His philosophy was clearly laid out after President George H.W. Bush appointed Clarence Thomas to the nation’s highest court in 1991. Grassley took to the Senate floor a little more than a week after the nomination, telling his colleagues:

While the Constitution gives the President the principle role in selecting judges for the Federal courts, including the Supreme Court, our role is to ensure that the candidates have the intellect, integrity, and temperament to serve in that high capacity particularly the high capacity of the Supreme Court. No, we are not here to be a rubber stamp for the President's nominations, but our inquiry should be focused on the nominee's objective qualifications.

Today, Grassley’s arguments against even holding hearings on Garland’s confirmation have nothing to do with the “nominee’s objective qualifications,” but instead are purely political.

As Thomas’ hearings began, Grassley even complained that the Senate’s process for examining a lifetime appointee had grown too burdensome:

In response to the Committee's request for certain documents, Judge Thomas has provided, I have been told, some 36,000 pages of documents, and I understand that it has been cataloged in some 10 boxes of documents. . . . This document request is just an example of how far the Senate has strayed in the nomination process.

He also questioned the length of the process:

When Justice White was nominated, just 29 years ago, he came to this Judiciary Committee and was asked only eight questions.
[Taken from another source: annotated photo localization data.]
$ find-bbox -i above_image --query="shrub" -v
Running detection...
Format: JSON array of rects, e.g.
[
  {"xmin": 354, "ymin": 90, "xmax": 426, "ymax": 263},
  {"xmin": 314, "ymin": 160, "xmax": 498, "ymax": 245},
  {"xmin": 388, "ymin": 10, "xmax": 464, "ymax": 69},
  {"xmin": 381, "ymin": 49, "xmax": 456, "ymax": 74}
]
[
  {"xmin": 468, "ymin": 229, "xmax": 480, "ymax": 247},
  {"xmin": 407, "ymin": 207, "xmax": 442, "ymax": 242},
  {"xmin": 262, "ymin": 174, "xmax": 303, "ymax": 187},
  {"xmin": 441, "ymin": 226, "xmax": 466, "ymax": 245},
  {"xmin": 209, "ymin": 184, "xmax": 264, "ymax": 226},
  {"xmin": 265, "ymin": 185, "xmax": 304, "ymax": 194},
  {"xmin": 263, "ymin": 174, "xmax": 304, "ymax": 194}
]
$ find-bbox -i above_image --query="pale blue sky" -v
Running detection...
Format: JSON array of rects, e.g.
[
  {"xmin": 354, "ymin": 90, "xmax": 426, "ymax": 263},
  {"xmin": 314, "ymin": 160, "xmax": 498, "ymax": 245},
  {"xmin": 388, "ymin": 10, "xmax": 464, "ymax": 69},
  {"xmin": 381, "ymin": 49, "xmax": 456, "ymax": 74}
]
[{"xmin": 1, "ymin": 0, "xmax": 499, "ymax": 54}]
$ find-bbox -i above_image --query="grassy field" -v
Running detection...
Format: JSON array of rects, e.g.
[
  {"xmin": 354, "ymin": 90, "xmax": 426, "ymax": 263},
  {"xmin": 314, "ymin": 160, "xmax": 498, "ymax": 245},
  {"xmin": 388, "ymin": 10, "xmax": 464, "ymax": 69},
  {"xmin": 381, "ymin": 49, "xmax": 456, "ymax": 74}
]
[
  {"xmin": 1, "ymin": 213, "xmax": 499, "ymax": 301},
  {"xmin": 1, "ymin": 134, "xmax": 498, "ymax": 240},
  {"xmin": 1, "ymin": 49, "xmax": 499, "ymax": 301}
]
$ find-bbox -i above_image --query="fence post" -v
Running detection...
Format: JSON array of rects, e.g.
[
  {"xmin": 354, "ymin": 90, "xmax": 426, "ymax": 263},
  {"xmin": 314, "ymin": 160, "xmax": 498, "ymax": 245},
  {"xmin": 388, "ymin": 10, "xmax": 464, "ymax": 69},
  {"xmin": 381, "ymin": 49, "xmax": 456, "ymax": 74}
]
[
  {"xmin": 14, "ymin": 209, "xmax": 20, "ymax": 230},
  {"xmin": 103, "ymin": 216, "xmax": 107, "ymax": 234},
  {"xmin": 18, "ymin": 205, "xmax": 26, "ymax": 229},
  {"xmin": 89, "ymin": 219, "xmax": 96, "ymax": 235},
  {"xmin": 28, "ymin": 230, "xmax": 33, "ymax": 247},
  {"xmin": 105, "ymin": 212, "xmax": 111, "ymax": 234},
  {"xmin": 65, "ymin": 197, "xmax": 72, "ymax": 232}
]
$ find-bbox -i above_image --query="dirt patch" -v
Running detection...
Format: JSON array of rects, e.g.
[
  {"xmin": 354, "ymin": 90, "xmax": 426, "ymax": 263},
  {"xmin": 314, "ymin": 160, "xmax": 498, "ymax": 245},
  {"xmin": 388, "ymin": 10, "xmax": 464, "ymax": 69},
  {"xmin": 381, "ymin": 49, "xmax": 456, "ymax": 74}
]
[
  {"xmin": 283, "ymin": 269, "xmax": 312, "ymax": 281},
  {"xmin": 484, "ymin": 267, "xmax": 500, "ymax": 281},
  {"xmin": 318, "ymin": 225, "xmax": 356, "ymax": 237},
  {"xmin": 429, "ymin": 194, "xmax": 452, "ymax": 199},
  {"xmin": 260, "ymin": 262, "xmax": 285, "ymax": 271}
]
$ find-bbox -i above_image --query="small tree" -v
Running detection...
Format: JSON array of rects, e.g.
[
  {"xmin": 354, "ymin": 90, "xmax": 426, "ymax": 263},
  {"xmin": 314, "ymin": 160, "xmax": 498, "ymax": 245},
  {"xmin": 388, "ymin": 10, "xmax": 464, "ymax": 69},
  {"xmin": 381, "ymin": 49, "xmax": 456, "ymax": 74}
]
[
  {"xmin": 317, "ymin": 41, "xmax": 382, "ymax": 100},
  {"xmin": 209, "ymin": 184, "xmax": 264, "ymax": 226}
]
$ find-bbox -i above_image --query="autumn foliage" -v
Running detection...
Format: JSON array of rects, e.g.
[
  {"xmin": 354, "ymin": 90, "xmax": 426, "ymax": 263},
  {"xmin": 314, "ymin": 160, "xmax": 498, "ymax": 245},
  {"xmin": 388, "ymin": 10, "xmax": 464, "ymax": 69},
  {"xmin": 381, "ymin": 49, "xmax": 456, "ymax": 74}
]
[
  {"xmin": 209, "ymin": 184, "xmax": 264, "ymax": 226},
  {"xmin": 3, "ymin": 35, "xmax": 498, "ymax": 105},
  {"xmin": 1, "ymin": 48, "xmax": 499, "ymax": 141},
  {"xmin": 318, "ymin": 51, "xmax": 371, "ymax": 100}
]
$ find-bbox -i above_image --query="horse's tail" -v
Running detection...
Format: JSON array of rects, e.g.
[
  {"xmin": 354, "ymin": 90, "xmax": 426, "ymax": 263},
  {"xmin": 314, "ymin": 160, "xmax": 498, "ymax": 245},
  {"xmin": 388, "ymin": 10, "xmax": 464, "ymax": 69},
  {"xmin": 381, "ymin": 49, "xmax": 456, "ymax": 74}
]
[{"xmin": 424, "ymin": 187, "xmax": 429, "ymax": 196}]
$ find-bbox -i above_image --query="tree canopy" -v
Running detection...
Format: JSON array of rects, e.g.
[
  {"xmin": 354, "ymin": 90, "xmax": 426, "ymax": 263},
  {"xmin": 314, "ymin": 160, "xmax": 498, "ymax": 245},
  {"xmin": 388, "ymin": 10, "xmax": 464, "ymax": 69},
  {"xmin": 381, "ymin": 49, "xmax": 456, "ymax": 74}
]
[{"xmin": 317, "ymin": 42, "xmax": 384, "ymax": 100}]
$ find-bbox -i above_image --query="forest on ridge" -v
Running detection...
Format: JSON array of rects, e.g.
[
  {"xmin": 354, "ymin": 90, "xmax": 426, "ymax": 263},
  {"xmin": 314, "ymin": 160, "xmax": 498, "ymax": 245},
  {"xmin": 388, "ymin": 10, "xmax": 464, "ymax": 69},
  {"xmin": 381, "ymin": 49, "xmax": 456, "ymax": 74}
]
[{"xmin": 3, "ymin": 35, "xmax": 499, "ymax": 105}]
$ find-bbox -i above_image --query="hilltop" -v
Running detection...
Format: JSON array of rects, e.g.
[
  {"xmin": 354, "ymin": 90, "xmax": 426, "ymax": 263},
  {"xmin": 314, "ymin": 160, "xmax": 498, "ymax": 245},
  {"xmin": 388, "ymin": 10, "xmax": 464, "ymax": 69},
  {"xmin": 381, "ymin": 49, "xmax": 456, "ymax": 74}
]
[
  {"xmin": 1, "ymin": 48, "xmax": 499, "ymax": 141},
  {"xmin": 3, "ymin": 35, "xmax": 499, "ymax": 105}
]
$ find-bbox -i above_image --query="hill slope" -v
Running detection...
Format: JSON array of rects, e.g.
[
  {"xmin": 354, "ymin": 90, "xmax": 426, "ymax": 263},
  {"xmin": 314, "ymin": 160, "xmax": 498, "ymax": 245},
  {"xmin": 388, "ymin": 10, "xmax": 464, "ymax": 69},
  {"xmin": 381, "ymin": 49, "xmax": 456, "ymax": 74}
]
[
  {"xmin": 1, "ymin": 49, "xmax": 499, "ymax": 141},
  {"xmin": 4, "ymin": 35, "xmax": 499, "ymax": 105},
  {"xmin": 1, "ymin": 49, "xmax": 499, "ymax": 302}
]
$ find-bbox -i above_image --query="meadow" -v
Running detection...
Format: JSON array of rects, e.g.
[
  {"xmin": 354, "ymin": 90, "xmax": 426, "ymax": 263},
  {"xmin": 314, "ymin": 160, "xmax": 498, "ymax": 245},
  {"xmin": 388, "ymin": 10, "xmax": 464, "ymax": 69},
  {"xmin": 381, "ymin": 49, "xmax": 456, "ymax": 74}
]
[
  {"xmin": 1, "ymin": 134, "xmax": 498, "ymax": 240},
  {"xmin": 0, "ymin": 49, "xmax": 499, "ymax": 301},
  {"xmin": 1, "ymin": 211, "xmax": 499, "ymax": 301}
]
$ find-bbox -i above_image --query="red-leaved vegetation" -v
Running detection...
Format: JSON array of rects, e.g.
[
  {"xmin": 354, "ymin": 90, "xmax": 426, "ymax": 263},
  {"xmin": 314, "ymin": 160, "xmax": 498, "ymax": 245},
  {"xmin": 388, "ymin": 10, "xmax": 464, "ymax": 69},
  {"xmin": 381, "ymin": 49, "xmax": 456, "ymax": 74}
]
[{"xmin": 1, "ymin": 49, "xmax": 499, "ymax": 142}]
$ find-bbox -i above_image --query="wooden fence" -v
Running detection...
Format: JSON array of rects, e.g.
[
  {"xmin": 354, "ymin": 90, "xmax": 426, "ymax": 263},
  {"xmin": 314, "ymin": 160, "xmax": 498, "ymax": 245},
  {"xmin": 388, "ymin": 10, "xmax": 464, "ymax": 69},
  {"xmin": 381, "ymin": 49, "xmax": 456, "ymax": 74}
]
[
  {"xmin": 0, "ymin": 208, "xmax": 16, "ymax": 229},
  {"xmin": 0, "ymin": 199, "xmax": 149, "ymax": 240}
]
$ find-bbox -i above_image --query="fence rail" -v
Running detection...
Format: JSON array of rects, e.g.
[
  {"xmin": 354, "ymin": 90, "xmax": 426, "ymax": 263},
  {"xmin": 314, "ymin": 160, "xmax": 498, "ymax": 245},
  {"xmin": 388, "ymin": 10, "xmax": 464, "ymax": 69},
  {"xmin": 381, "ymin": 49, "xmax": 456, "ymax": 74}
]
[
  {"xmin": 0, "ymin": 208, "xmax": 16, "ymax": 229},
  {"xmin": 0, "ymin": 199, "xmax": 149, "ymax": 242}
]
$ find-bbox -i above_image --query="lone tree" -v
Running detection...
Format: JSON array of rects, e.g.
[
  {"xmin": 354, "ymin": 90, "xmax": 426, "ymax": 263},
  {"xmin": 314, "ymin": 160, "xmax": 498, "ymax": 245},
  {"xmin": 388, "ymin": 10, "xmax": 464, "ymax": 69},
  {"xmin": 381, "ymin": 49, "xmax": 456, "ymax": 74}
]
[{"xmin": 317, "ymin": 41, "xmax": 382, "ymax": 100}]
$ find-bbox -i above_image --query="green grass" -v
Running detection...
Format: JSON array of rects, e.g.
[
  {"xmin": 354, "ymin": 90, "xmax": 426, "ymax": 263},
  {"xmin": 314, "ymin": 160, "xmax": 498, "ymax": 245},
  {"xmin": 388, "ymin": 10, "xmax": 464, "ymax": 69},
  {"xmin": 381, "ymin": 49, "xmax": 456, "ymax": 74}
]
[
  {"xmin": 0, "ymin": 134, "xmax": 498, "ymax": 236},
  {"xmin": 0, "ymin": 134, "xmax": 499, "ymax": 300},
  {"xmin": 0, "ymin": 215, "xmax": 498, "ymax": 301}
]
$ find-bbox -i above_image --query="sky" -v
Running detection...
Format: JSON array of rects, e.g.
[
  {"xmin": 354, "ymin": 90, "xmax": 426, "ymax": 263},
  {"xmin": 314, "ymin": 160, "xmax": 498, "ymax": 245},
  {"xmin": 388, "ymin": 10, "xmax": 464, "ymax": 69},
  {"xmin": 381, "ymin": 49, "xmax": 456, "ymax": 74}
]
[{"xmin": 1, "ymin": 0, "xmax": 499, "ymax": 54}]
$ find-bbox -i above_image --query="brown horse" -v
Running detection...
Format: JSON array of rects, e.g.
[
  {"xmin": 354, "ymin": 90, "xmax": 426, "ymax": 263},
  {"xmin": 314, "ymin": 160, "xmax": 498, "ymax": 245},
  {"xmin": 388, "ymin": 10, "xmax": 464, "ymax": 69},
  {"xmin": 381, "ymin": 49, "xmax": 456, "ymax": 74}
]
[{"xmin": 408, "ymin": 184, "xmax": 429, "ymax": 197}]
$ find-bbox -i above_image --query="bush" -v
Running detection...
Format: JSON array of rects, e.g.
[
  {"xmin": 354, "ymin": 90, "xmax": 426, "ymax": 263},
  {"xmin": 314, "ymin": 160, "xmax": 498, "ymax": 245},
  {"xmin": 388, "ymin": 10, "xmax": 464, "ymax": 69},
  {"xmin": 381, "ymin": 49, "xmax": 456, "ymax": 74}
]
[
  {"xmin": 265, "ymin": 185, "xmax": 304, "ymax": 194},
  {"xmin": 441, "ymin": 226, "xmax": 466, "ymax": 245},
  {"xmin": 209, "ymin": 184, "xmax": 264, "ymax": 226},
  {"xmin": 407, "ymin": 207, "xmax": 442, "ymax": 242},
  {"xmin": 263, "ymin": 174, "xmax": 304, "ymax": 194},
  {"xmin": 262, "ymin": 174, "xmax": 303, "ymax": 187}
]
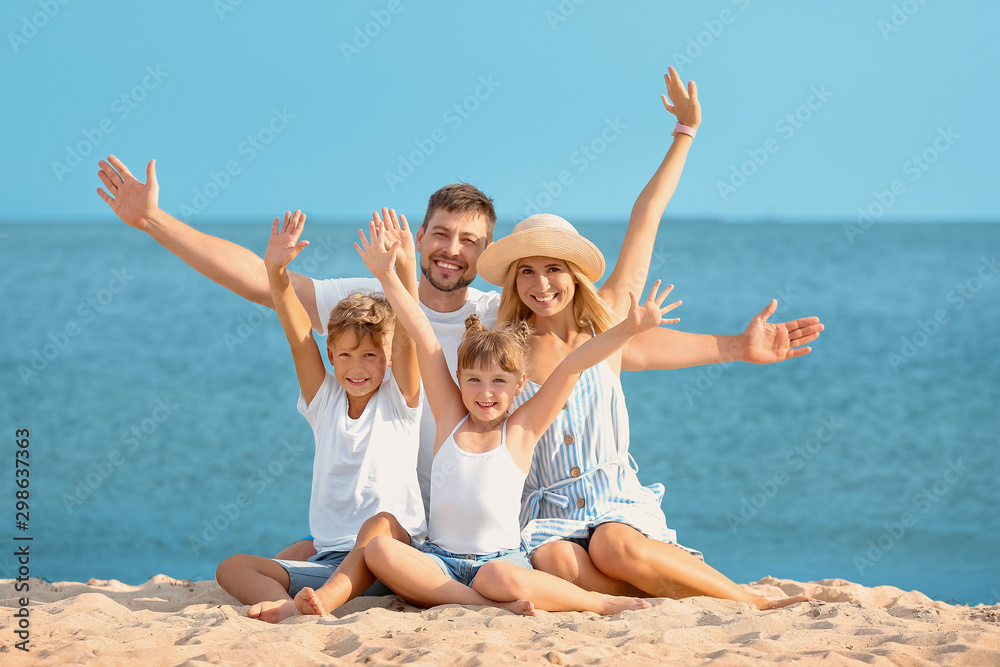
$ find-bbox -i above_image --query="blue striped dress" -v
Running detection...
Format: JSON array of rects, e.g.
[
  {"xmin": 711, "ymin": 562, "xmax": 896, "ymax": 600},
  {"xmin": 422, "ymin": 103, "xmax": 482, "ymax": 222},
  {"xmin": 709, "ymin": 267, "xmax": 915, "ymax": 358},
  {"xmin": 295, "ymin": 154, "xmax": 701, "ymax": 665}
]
[{"xmin": 513, "ymin": 361, "xmax": 702, "ymax": 559}]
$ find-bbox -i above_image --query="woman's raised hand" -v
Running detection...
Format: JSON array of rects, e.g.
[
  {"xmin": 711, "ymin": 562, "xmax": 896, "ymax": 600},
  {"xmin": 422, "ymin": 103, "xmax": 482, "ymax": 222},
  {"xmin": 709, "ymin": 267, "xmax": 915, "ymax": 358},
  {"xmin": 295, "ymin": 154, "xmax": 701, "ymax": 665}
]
[
  {"xmin": 661, "ymin": 66, "xmax": 700, "ymax": 129},
  {"xmin": 628, "ymin": 280, "xmax": 681, "ymax": 334},
  {"xmin": 264, "ymin": 209, "xmax": 309, "ymax": 270}
]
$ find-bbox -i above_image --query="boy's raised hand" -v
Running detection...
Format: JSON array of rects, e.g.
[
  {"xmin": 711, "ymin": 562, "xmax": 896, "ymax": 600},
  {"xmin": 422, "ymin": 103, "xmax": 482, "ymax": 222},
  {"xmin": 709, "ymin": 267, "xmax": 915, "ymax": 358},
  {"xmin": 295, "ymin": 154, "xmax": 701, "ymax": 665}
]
[
  {"xmin": 627, "ymin": 280, "xmax": 681, "ymax": 334},
  {"xmin": 355, "ymin": 218, "xmax": 398, "ymax": 279},
  {"xmin": 661, "ymin": 66, "xmax": 700, "ymax": 129},
  {"xmin": 372, "ymin": 207, "xmax": 416, "ymax": 269},
  {"xmin": 265, "ymin": 210, "xmax": 310, "ymax": 271}
]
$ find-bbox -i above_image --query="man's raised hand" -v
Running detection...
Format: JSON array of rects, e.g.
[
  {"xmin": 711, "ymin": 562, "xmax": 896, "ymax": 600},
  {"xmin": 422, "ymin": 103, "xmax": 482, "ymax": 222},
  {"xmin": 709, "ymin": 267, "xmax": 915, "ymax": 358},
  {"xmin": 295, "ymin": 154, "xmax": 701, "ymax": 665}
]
[
  {"xmin": 265, "ymin": 210, "xmax": 310, "ymax": 271},
  {"xmin": 96, "ymin": 155, "xmax": 159, "ymax": 230},
  {"xmin": 740, "ymin": 300, "xmax": 824, "ymax": 364}
]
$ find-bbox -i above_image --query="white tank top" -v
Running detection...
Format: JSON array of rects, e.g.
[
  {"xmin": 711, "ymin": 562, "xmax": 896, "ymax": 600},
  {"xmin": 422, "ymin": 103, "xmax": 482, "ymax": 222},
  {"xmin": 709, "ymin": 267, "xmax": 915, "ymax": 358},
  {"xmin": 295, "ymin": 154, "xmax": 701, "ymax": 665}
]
[{"xmin": 428, "ymin": 417, "xmax": 527, "ymax": 554}]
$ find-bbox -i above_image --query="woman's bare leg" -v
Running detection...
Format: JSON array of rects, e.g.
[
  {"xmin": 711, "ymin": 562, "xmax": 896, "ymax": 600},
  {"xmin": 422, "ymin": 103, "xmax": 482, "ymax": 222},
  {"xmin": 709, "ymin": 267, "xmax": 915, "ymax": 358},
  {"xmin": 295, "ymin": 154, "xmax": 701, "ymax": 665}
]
[
  {"xmin": 471, "ymin": 560, "xmax": 649, "ymax": 614},
  {"xmin": 293, "ymin": 512, "xmax": 408, "ymax": 616},
  {"xmin": 363, "ymin": 536, "xmax": 536, "ymax": 616},
  {"xmin": 531, "ymin": 540, "xmax": 647, "ymax": 597},
  {"xmin": 588, "ymin": 523, "xmax": 811, "ymax": 610}
]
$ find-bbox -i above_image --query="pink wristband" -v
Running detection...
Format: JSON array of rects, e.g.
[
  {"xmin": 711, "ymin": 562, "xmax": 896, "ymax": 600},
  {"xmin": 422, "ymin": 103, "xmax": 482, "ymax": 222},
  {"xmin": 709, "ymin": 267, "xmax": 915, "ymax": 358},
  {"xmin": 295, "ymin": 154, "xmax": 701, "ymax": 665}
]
[{"xmin": 672, "ymin": 123, "xmax": 697, "ymax": 139}]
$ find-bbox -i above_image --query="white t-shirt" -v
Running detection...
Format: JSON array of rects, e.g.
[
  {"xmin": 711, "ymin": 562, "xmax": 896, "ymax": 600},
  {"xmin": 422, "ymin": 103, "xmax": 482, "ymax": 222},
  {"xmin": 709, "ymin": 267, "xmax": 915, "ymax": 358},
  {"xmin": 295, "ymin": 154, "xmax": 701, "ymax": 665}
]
[
  {"xmin": 312, "ymin": 277, "xmax": 500, "ymax": 524},
  {"xmin": 299, "ymin": 367, "xmax": 426, "ymax": 552}
]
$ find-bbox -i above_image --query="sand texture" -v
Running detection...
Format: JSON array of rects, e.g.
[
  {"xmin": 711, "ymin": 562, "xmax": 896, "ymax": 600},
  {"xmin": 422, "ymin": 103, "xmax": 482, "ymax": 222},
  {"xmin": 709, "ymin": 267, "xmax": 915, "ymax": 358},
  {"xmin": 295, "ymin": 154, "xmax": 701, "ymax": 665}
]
[{"xmin": 2, "ymin": 575, "xmax": 999, "ymax": 665}]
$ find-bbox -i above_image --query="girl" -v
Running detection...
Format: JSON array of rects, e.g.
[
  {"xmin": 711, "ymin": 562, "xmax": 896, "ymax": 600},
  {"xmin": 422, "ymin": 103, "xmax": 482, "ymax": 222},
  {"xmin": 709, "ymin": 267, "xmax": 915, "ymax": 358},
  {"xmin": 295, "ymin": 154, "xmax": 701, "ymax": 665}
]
[{"xmin": 354, "ymin": 211, "xmax": 678, "ymax": 615}]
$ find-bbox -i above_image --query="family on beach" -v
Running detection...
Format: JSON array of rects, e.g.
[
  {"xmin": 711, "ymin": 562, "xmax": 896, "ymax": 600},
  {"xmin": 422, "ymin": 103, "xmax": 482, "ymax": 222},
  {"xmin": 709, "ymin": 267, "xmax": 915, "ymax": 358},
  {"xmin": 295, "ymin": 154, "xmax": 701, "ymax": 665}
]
[{"xmin": 95, "ymin": 69, "xmax": 822, "ymax": 621}]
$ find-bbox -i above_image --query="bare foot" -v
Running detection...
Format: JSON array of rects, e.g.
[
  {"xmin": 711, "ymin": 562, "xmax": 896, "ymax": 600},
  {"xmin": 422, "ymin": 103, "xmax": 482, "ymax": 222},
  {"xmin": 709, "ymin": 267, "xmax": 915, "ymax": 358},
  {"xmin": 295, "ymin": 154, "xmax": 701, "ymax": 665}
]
[
  {"xmin": 294, "ymin": 586, "xmax": 327, "ymax": 616},
  {"xmin": 759, "ymin": 595, "xmax": 814, "ymax": 610},
  {"xmin": 498, "ymin": 599, "xmax": 537, "ymax": 616},
  {"xmin": 597, "ymin": 594, "xmax": 652, "ymax": 615},
  {"xmin": 247, "ymin": 599, "xmax": 299, "ymax": 623}
]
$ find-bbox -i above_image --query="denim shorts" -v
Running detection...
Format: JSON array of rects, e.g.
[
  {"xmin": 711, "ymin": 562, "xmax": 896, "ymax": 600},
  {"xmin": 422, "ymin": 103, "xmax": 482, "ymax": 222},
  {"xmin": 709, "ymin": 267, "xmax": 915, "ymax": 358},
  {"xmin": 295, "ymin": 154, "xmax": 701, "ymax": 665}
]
[
  {"xmin": 273, "ymin": 549, "xmax": 393, "ymax": 598},
  {"xmin": 419, "ymin": 541, "xmax": 533, "ymax": 587}
]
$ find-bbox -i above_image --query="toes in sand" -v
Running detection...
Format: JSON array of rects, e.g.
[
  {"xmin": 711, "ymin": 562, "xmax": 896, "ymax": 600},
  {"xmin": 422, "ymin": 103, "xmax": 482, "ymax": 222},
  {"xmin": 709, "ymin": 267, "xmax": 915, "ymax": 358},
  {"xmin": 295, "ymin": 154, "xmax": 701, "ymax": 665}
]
[
  {"xmin": 294, "ymin": 587, "xmax": 328, "ymax": 616},
  {"xmin": 247, "ymin": 599, "xmax": 299, "ymax": 623}
]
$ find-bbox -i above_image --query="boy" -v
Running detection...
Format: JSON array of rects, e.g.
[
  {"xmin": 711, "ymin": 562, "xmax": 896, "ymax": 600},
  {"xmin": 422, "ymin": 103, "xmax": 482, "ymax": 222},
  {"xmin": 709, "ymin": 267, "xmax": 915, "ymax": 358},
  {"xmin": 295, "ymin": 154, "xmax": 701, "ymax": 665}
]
[{"xmin": 215, "ymin": 208, "xmax": 424, "ymax": 623}]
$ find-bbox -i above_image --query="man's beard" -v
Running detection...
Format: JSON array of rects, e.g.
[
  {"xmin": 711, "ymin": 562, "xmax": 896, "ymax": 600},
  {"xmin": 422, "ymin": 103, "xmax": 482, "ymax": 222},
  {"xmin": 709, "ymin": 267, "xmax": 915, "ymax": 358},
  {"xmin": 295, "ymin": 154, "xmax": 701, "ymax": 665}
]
[{"xmin": 421, "ymin": 259, "xmax": 474, "ymax": 292}]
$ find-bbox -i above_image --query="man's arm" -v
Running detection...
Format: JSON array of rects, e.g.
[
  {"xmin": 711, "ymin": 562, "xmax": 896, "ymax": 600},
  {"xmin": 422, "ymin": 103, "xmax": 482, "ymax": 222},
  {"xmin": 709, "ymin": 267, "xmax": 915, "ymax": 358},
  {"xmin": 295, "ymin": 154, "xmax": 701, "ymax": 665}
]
[
  {"xmin": 96, "ymin": 155, "xmax": 323, "ymax": 329},
  {"xmin": 621, "ymin": 300, "xmax": 824, "ymax": 371}
]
What has changed to require all these long hearings over the last quarter century? Well, something has lengthened the process, and to some extent I feel it has been lengthened needlessly.

In 1991, when Grassley complained about the process being “lengthened needlessly,” it took the Senate 99 days to confirm Thomas. Garland was nominated 117 days ago.

As the Thomas nomination reached the Senate floor, Grassley attempted to persuade his colleagues that the process of confirming judges could advance a higher American ideal:

It has been asserted that this, too, was part of our democratic system. But I hope that there is a way to restore ourselves and the American people the ideals of representative democracy, ideals that brought down the Berlin Wall, that inspired the student revolt in Tiananmen Square, and that sustained Boris Yeltsin in his standoff with the coup plotters.

I believe we can do it, that we must do it, and I urge my colleagues to confirm Judge Thomas as one step in that direction.

Today, Grassley is engaging in an absurd level of obstruction and abandoning long-held principles, serving only to sow chaos in the Senate, and certainly not living up to the “ideals of representative democracy.”

Of course, there are numerous factors dragging down Grassley’s poll numbers — most notably President Obama’s popularity in Iowa and Donald Trump’s place at the top of the GOP ticket. But Grassley faces not only an electorate in which 64 percent support hearings for Garland, but also voters who do not recognize the man they have sent to the Senate for four decades.